Semaine de 4 jours : comment la mettre en place en 7 étapes

27 sept. 2023

6min

Semaine de 4 jours : comment la mettre en place en 7 étapes
auteur.e
Laure Girardot

Rédactrice indépendante.

contributeur.e

Un tiers des Français préféreraient travailler 4 jours par semaine selon une récente étude d’ADP. Peut-être est-ce le cas de vos salariés ? Pour se préparer à un réaménagement du temps de travail, voici 7 étapes incontournables à connaître.

La semaine de 4 jours fait peu à peu son nid à l’international : 92 % des 61 entreprises britanniques l’ayant testé depuis juin 2022 veulent poursuivre sur ce rythme. La même année, les salariés belges ont obtenu le droit d’effectuer 4 jours au lieu des 5 habituels, sans perte de salaire.

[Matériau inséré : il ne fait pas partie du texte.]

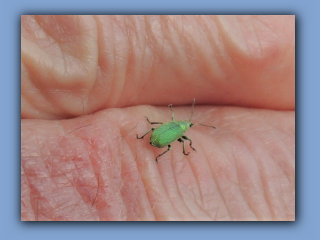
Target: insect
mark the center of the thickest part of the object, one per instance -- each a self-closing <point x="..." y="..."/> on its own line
<point x="171" y="131"/>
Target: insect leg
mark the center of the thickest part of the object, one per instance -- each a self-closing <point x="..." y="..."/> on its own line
<point x="169" y="147"/>
<point x="184" y="150"/>
<point x="145" y="134"/>
<point x="170" y="106"/>
<point x="153" y="122"/>
<point x="186" y="138"/>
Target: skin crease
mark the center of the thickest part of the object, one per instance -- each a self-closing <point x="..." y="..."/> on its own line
<point x="88" y="81"/>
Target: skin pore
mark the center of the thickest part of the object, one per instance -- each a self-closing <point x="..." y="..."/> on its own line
<point x="87" y="83"/>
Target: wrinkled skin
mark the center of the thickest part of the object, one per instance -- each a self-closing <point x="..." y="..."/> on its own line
<point x="87" y="83"/>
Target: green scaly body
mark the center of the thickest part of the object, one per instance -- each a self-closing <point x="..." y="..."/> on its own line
<point x="168" y="133"/>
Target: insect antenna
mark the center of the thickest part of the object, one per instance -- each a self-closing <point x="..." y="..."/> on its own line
<point x="204" y="125"/>
<point x="194" y="100"/>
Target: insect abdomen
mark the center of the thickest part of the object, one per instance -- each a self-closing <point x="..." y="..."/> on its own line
<point x="166" y="134"/>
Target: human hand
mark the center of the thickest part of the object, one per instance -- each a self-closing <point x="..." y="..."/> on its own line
<point x="91" y="75"/>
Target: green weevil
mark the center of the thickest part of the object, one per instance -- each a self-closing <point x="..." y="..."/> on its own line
<point x="171" y="131"/>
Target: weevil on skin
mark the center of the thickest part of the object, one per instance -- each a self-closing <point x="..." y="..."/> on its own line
<point x="171" y="131"/>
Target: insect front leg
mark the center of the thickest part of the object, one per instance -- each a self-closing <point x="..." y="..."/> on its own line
<point x="184" y="150"/>
<point x="186" y="138"/>
<point x="145" y="134"/>
<point x="169" y="147"/>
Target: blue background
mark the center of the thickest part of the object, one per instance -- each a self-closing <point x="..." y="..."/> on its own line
<point x="307" y="222"/>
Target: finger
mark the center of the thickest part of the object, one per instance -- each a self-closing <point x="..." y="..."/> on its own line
<point x="94" y="168"/>
<point x="75" y="65"/>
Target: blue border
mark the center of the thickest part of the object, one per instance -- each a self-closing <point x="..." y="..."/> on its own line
<point x="307" y="136"/>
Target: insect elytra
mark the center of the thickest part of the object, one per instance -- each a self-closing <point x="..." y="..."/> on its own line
<point x="169" y="132"/>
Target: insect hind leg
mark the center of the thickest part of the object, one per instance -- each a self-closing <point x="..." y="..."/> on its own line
<point x="169" y="147"/>
<point x="184" y="148"/>
<point x="186" y="138"/>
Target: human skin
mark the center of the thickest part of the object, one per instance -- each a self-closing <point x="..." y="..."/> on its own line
<point x="87" y="82"/>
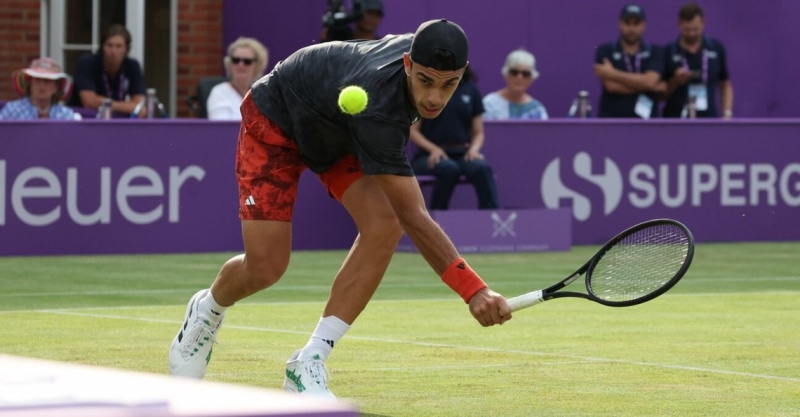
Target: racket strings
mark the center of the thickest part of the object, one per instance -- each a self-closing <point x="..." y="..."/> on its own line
<point x="640" y="263"/>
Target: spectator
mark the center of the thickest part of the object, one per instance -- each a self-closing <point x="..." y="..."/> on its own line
<point x="110" y="73"/>
<point x="43" y="85"/>
<point x="245" y="63"/>
<point x="630" y="70"/>
<point x="450" y="146"/>
<point x="513" y="101"/>
<point x="366" y="25"/>
<point x="696" y="67"/>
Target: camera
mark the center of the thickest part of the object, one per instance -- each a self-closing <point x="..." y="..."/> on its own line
<point x="337" y="19"/>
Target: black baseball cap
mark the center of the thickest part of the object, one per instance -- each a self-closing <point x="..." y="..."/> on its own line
<point x="444" y="36"/>
<point x="632" y="10"/>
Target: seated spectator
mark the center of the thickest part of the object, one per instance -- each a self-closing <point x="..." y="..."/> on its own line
<point x="43" y="85"/>
<point x="245" y="63"/>
<point x="110" y="73"/>
<point x="513" y="101"/>
<point x="450" y="146"/>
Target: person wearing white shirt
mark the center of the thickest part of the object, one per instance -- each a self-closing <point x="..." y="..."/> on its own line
<point x="245" y="63"/>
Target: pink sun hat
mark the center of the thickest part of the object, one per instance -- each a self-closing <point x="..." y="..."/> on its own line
<point x="45" y="68"/>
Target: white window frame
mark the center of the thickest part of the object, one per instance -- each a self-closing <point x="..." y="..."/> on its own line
<point x="52" y="32"/>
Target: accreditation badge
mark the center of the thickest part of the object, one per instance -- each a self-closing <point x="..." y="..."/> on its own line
<point x="700" y="94"/>
<point x="644" y="106"/>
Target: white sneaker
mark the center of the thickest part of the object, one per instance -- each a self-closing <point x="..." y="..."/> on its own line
<point x="191" y="349"/>
<point x="307" y="377"/>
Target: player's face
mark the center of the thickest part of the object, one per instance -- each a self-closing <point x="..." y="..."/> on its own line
<point x="430" y="89"/>
<point x="245" y="68"/>
<point x="692" y="30"/>
<point x="114" y="50"/>
<point x="43" y="89"/>
<point x="631" y="30"/>
<point x="519" y="78"/>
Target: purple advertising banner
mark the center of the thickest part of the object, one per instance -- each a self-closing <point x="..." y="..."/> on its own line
<point x="734" y="181"/>
<point x="137" y="187"/>
<point x="488" y="231"/>
<point x="169" y="186"/>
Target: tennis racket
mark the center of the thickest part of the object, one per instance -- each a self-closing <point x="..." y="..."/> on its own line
<point x="636" y="266"/>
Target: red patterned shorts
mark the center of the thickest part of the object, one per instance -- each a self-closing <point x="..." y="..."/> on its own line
<point x="268" y="169"/>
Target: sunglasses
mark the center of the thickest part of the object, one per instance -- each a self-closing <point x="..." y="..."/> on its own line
<point x="247" y="61"/>
<point x="514" y="72"/>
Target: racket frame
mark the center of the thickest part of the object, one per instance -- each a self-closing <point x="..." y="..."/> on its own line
<point x="551" y="292"/>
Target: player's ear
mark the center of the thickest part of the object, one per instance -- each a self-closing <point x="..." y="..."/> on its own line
<point x="407" y="63"/>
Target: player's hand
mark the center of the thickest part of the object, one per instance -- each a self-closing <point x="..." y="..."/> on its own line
<point x="473" y="155"/>
<point x="489" y="308"/>
<point x="683" y="75"/>
<point x="435" y="156"/>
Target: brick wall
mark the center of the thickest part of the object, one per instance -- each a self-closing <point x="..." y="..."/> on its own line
<point x="200" y="48"/>
<point x="19" y="40"/>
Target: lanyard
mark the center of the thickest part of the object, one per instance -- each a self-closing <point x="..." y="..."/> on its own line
<point x="704" y="64"/>
<point x="636" y="66"/>
<point x="122" y="87"/>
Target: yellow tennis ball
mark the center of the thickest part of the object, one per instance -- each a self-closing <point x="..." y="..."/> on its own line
<point x="353" y="99"/>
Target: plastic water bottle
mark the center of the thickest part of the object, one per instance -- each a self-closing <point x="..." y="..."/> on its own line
<point x="580" y="106"/>
<point x="150" y="103"/>
<point x="104" y="112"/>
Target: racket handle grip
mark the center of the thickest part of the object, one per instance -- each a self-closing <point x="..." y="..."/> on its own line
<point x="525" y="300"/>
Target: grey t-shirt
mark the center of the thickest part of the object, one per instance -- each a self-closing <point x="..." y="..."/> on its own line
<point x="300" y="95"/>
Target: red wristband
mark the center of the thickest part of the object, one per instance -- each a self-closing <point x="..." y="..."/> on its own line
<point x="462" y="279"/>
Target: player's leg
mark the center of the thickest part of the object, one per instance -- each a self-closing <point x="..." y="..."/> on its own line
<point x="356" y="281"/>
<point x="268" y="170"/>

Au Japon, les grandes entreprises s’aventurent sur ce terrain, suite à l’annonce par le gouvernement japonais, en 2021, d’un plan visant à instaurer un meilleur équilibre entre vie professionnelle et vie privée.

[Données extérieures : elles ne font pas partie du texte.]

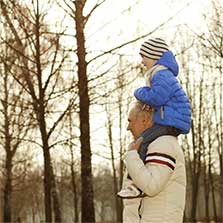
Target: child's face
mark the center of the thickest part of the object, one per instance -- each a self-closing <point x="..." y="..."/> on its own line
<point x="148" y="62"/>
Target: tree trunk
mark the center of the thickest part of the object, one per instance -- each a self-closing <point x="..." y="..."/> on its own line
<point x="8" y="189"/>
<point x="56" y="204"/>
<point x="74" y="187"/>
<point x="87" y="205"/>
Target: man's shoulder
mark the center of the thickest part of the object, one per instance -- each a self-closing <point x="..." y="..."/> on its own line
<point x="165" y="144"/>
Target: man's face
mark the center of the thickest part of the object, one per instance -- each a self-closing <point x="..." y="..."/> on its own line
<point x="137" y="123"/>
<point x="148" y="62"/>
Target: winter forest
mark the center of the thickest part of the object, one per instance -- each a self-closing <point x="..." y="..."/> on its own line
<point x="68" y="70"/>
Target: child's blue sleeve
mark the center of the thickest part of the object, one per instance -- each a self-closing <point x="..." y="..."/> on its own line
<point x="156" y="96"/>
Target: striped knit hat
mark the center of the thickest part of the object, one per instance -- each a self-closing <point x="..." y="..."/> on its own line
<point x="153" y="48"/>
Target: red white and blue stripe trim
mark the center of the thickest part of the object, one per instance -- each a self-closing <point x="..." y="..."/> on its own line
<point x="161" y="158"/>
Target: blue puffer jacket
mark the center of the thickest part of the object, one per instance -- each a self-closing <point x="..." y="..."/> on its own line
<point x="166" y="93"/>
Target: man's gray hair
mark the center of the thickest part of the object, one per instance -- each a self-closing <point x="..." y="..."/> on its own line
<point x="141" y="108"/>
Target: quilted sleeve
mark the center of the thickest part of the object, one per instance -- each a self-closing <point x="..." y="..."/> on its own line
<point x="160" y="165"/>
<point x="159" y="94"/>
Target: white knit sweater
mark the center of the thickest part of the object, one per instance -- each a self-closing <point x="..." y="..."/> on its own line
<point x="162" y="179"/>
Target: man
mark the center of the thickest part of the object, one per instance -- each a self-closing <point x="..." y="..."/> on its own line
<point x="161" y="178"/>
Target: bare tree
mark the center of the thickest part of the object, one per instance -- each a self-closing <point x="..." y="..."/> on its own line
<point x="40" y="61"/>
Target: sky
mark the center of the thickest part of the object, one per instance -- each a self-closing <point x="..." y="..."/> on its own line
<point x="116" y="22"/>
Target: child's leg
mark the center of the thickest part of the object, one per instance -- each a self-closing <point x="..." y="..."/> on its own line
<point x="153" y="133"/>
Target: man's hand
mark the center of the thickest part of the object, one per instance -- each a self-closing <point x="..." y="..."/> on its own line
<point x="135" y="144"/>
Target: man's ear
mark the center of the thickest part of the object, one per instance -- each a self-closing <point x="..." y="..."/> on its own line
<point x="148" y="108"/>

En France, cette avancée sociale pourrait faire partie de la feuille de route du gouvernement après la remise du rapport des Assises du Travail par Sophie Thiéry (CESE) et Jean-Dominique Senard (Renault) à Olivier Dussopt, ministre du Travail, du Plein emploi et de l’Insertion. 17 recommandations ont été mises au jour, visant à « re-considérer le travail » : l’une d’elles propose d’explorer les organisations alternatives du temps de travail, notamment la semaine de 4 jours. L’objectif est de répondre aux aspirations des Français en quête d’équilibre et de flexibilité, notamment à celles des plus jeunes – 41 % des 25-34 ans revendiquent le format des 4 jours selon le même rapport ADP (« People at Work 2023 : l’étude Workforce View »). Néanmoins, opter pour ce tournant organisationnel n’est pas sans effets. Sa mise en place doit être balisée, pensée et portée par les salariés pour en faire une réussite collective. Autant d’étapes à appréhender pour réinventer et parachever l’expérience collaborateur.

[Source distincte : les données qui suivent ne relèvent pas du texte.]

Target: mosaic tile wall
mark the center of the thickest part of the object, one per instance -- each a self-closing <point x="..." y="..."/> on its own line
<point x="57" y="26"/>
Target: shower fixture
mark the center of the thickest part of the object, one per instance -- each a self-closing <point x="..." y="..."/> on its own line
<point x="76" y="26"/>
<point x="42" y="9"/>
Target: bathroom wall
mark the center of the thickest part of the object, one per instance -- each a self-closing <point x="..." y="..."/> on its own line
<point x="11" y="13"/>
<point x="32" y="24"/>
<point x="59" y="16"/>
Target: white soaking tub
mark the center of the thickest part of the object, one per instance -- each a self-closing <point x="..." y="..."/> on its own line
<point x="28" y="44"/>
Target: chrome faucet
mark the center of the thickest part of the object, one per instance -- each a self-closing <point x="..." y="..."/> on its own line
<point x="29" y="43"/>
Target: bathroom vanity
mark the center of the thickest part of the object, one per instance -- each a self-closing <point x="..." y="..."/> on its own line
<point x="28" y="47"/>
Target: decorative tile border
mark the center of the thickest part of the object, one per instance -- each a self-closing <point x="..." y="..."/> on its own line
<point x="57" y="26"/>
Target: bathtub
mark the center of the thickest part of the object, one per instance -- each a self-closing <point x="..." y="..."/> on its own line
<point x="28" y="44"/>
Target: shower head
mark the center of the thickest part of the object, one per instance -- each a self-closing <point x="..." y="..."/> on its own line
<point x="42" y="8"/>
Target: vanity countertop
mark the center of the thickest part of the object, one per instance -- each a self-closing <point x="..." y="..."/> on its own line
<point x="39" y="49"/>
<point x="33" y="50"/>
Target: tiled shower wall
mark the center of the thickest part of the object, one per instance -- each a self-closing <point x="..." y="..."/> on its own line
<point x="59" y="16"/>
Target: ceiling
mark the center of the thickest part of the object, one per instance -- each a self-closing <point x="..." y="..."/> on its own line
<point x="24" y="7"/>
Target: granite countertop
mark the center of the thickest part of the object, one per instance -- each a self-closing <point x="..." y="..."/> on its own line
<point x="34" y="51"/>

« Le(s) semaine(s) de 4 jours », un dispositif protéiforme

Si la semaine de 4 jours propose une architecture du temps plutôt alléchante – sur papier –, ses applications ne sont pas monolithiques. Il existe plusieurs modèles en fonction des moyens, objectifs et métiers de l’entreprise.

  • Réduire le nombre d’heures de travail hebdomadaires et passer à une semaine de 32 heures au lieu de 35 heures. On maintient les 8 heures par jour tout en bénéficiant d’un jour de congé supplémentaire.
  • Augmenter la charge de travail journalière : il s’agit ici de ventiler les 35 heures légales sur 4 jours.

Néanmoins, le point nodal reste le salaire, surtout en période inflationniste. Même si 27 % des collaborateurs seraient prêts à accepter une baisse de leur rémunération en contrepartie de la flexibilité de leurs horaires de travail, le maintien du salaire reste une condition d’acceptabilité du modèle. Quant au déploiement : cela peut être un jour fixe de congé hebdomadaire en plus, une semaine libre sur cinq, l’alternance de semaines longues et de semaines courtes ou encore un week-end de 4 jours toutes les deux semaines, etc. D’ailleurs, pourquoi ne pas imaginer un dispositif modulaire, cyclique ou temporaire qui s’appliquerait à certaines périodes de l’année (périodes de vacances, fêtes de fin d’année…) comme le suggère Jean-Marc Morawski, expert RH, dans l’un de ses articles.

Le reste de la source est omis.